After just more than a year away, Jacie Dunkle is back at the helm of Fellini’s #9.

Fellini’s was closed for about 10 days at the end of August while Dunkle and her husband, Gary, scrubbed tables, rehung the mirrors and pendant lamps they took down not long ago and applied for ABC and business licenses, which cannot be transferred between owners.

“I’m excited to give it back to the community the way we all remember it,” Dunkle says of the restaurant she ran for more than 10 years and sold to another family in June 2015. Former co-owner Melissa Ragland says the hand-off back to Dunkle was due to her wanting to spend more time with her family.

Fellini’s re-opened on Wednesday, August 31, but there’s still work to be done to return that former Fellini’s flair, Dunkle says.
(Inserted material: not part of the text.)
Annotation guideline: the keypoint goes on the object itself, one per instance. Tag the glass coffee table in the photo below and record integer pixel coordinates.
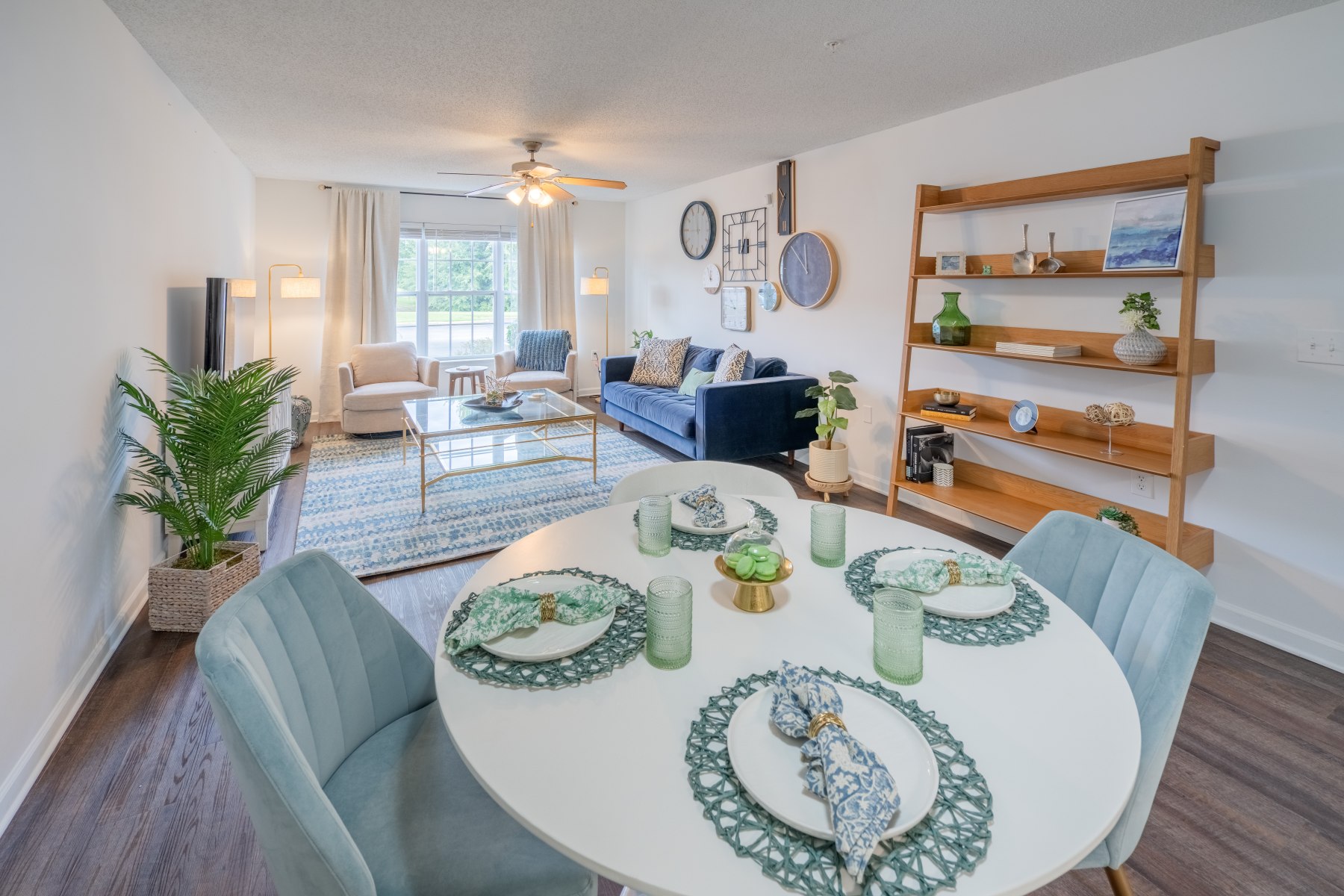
(468, 440)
She plans on painting the walls a darker color to reintroduce a soft-lit, romantic atmosphere to the restaurant. She’s also looking for a new executive chef to add fresh, seasonal dishes to the menu. Right now is the perfect time to have a caprese salad with fresh heirloom tomatoes, and a pasta-free lasagna, where grilled squash and zucchini take the place of the wide, flat lasagna noodles, Dunkle says.

Fellini’s will continue to have its signature piano music, plus live music late on Thursdays, Fridays and Saturdays. Dunkle also plans to host First Fridays art openings, likely starting in October.

Dunkle, who also owns Tin Whistle Irish Pub, has plans to open her third restaurant on Market Street—The Salad Maker—this fall. It’ll be a grab-n-go place with a few tables, open six days a week for lunch and early dinner, so stay tuned for more on that.

But, for now, Dunkle promises that even though she’ll be zipping up and down Market Street, running Fellini’s and Tin Whistle while opening The Salad Maker, Fellini’s is “in good hands. It’ll be fine.”

Tasty Tidbits

Goes together like beer and cookies…Taste for yourself at Jack Brown’s Beer & Burger Joint on Thursday, September 8. After 6pm, buy a flight of Allagash brews and get four small bite-sized cookies to pair with each beer. Revamped happy hour…Red Pump Kitchen is changing up its happy hour specials at the bar and alfresco café from 5-7pm Wednesday through Sunday. Look for beer, select wine and cocktail specials ($4-8) and small plates such as blistered shishito peppers with spicy aioli, antipasto and flatbread, for $7 or less. Trading places…Chef John Shanesy, most recently of Parallel 38, has taken over the kitchen at Petit Pois. Extra shot… This fall, Grit Café will open a fourth location at The Shops at Stonefield, in the former Press Coffee space. Mucho Mexican…Like free guac? You’re in luck. Last week, Qdoba Mexican Eats, which serves free guacamole with its entrées, opened on Lenox Avenue, near Costco and behind The Shops at Stonefield. The fast-casual chain also features loaded tortilla soup, queso nachos, burritos, burrito bowls and more.